There are not many of ‘God’s Englishmen’ left. One of the greatest is Peter Hitchens, almost the sole defiant public figure of the early weeks of COVID-19. He has a doctrine, which one gradually learns, and then forgets, from one column to the next, and even from one conversation or lecture to the next. But it is a doctrine worth some written reflection.
The title I have used above is De Excidio Britanniae, which was the title of the first book written about Britain: a Latin phrase which means, aptly enough ‘The Ruin of Britain’. So we have come full circle from ‘The Ruin of Britain’ of the sixth century to ‘The Abolition of Britain’ of the 21st Century.

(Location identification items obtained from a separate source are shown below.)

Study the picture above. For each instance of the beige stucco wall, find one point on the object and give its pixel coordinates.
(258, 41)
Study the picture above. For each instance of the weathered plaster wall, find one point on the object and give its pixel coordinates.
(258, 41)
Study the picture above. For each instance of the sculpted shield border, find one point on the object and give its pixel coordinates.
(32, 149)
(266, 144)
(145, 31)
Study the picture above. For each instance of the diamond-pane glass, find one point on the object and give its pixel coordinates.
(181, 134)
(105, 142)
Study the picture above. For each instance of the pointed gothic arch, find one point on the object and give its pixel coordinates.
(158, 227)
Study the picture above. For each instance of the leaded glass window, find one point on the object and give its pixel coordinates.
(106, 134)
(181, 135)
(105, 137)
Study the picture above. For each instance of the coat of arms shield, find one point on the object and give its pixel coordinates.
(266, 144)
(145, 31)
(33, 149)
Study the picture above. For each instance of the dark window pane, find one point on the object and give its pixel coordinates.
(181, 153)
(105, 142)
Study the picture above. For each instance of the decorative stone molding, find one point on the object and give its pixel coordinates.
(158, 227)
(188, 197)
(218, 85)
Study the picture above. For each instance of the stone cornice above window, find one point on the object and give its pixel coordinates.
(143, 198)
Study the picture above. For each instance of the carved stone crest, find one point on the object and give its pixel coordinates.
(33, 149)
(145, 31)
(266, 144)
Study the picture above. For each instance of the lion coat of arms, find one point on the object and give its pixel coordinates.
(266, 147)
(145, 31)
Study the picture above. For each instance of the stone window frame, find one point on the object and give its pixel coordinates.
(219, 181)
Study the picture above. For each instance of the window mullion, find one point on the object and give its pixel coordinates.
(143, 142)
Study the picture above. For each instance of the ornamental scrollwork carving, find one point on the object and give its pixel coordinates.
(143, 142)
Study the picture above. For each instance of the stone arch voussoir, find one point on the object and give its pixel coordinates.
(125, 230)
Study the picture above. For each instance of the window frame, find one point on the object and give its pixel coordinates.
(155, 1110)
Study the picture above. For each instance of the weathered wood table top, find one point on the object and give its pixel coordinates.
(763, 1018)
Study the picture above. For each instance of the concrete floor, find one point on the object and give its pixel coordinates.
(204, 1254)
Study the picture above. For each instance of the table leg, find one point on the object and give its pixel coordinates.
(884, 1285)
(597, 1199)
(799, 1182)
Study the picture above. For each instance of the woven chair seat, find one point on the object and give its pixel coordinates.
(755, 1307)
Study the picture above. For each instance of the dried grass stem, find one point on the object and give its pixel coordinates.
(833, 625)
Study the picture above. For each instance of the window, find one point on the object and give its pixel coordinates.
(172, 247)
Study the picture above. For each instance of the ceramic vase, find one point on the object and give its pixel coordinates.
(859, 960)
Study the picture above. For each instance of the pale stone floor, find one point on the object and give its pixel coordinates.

What is Peter Hitchens’s doctrine?
I call it ‘Black Pill’ partly because everyone is familiar with the language of ‘blue pill’ and ‘red pill’, and partly because it reminds me of Blind Pugh’s Black Spot: Robert Louis Stephenson’s remarkable symbol of the coming doom in Treasure Island. I heard James Delingpole explain somewhere that ‘black pill’ = ‘red pill’ + despair, where ‘red pill’ is that there are concerted forces behind the ruin of Britain. So ‘black pill’ denotes the idea that there are concerted forces behind the ruin of Britain, and that it is too late to do anything about it.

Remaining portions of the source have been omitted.